「吉本に入ればいいじゃないですか」フリー芸人・福田の挑戦がスタート

“もって”いる男・鬼塚くんのおかげで吉本への関心がアップ
このあとも、斉藤さんとは良い関係を築いていたが、数カ月後に彼はバイトを辞めた。というより、山形に帰った。久しぶりに携帯の電源を入れたら、奥さんから電話がかかってきたらしい。それで説得されて帰ることにしたようだ。引き止める理由はなかった。

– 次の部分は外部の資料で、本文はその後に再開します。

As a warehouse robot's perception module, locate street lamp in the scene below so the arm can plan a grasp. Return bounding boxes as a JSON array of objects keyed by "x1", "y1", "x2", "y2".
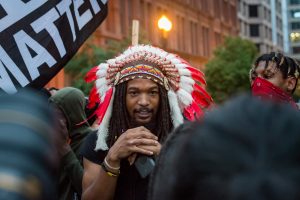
[{"x1": 157, "y1": 15, "x2": 172, "y2": 48}]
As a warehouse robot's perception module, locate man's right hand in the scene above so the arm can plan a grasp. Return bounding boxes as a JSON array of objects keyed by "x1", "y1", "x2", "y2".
[{"x1": 106, "y1": 126, "x2": 160, "y2": 168}]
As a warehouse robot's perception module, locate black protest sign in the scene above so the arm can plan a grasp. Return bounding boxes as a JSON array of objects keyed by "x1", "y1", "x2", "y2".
[{"x1": 0, "y1": 0, "x2": 107, "y2": 93}]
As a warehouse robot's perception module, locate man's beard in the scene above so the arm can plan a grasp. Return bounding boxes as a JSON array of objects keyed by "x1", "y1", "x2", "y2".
[{"x1": 130, "y1": 118, "x2": 156, "y2": 135}]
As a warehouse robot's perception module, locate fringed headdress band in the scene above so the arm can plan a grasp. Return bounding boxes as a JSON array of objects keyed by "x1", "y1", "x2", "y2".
[{"x1": 86, "y1": 45, "x2": 212, "y2": 150}]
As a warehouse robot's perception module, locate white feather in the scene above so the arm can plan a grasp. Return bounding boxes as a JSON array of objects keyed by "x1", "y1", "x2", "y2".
[
  {"x1": 175, "y1": 63, "x2": 188, "y2": 69},
  {"x1": 98, "y1": 63, "x2": 109, "y2": 70},
  {"x1": 168, "y1": 90, "x2": 183, "y2": 128},
  {"x1": 179, "y1": 82, "x2": 194, "y2": 94},
  {"x1": 95, "y1": 90, "x2": 115, "y2": 151},
  {"x1": 171, "y1": 58, "x2": 182, "y2": 65},
  {"x1": 180, "y1": 76, "x2": 195, "y2": 85},
  {"x1": 176, "y1": 88, "x2": 193, "y2": 106},
  {"x1": 175, "y1": 68, "x2": 191, "y2": 76},
  {"x1": 96, "y1": 78, "x2": 108, "y2": 98},
  {"x1": 166, "y1": 53, "x2": 176, "y2": 61},
  {"x1": 106, "y1": 58, "x2": 116, "y2": 65},
  {"x1": 96, "y1": 69, "x2": 107, "y2": 78}
]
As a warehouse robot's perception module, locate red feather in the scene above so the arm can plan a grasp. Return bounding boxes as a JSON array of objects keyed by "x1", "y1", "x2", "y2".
[
  {"x1": 192, "y1": 91, "x2": 212, "y2": 108},
  {"x1": 84, "y1": 66, "x2": 98, "y2": 83},
  {"x1": 190, "y1": 101, "x2": 204, "y2": 119},
  {"x1": 194, "y1": 83, "x2": 213, "y2": 101},
  {"x1": 87, "y1": 86, "x2": 100, "y2": 109},
  {"x1": 96, "y1": 88, "x2": 113, "y2": 123},
  {"x1": 186, "y1": 66, "x2": 206, "y2": 85},
  {"x1": 183, "y1": 106, "x2": 195, "y2": 121}
]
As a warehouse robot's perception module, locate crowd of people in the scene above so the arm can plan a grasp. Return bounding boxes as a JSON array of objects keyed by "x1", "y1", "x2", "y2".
[{"x1": 0, "y1": 45, "x2": 300, "y2": 200}]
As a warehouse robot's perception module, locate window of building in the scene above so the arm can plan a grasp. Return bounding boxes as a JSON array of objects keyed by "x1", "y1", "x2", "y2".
[
  {"x1": 291, "y1": 22, "x2": 300, "y2": 30},
  {"x1": 290, "y1": 0, "x2": 300, "y2": 5},
  {"x1": 249, "y1": 5, "x2": 258, "y2": 17},
  {"x1": 290, "y1": 32, "x2": 300, "y2": 42},
  {"x1": 250, "y1": 24, "x2": 259, "y2": 37},
  {"x1": 293, "y1": 46, "x2": 300, "y2": 54},
  {"x1": 290, "y1": 9, "x2": 300, "y2": 19},
  {"x1": 255, "y1": 44, "x2": 260, "y2": 52}
]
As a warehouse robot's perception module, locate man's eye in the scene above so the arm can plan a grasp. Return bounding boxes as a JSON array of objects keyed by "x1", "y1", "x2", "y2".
[
  {"x1": 129, "y1": 91, "x2": 138, "y2": 96},
  {"x1": 150, "y1": 91, "x2": 158, "y2": 95},
  {"x1": 263, "y1": 74, "x2": 272, "y2": 79}
]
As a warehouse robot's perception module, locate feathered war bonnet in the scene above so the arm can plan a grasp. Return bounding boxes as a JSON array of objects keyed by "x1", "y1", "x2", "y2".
[{"x1": 86, "y1": 45, "x2": 212, "y2": 150}]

よっぽど奥さんは心配をしていたのだと思う。電源をつけた瞬間に電話があったということは、何回も何回も連絡をしていたということだ。彼がいなくなって、シフトに穴が空いた。誰が代わりを務めるのか。いつものようにバイト先に行くと、店長が言った。
「もう1人お笑い芸人の子が入ることになったぞ」
名前は太田くん。彼は僕より5歳年下で、明治大学出身。中卒で不良だった僕とは、芸人という共通点を除いて真逆のタイプだ。コンビニバイトの経験者で、逆に僕が教えてもらう局面もあったくらいだ。
「どっか事務所入ってるの?」
「あぁ、僕は吉本っす」
お笑いの事務所としては、言わずと知れた大手事務所。僕は事務所に所属してない、フリー芸人だ。日々、オーディションを受けていたが、鳴かず飛ばずだった。
「福田さんも、吉本に入ればいいじゃないですか」
「でも入学金が40万かかるんでしょ? そんな金ないからなぁ」
「ローン組めますよ」
この一言はデカかった。前から吉本に入りたいとは思っていたが、入学金だけが引っかかっていた。太田くんが持ってきてくれたパンフレットに、ローンでの支払いは可と書いてあったため、急いで願書を取り寄せた。面接は、半年後の8月だ。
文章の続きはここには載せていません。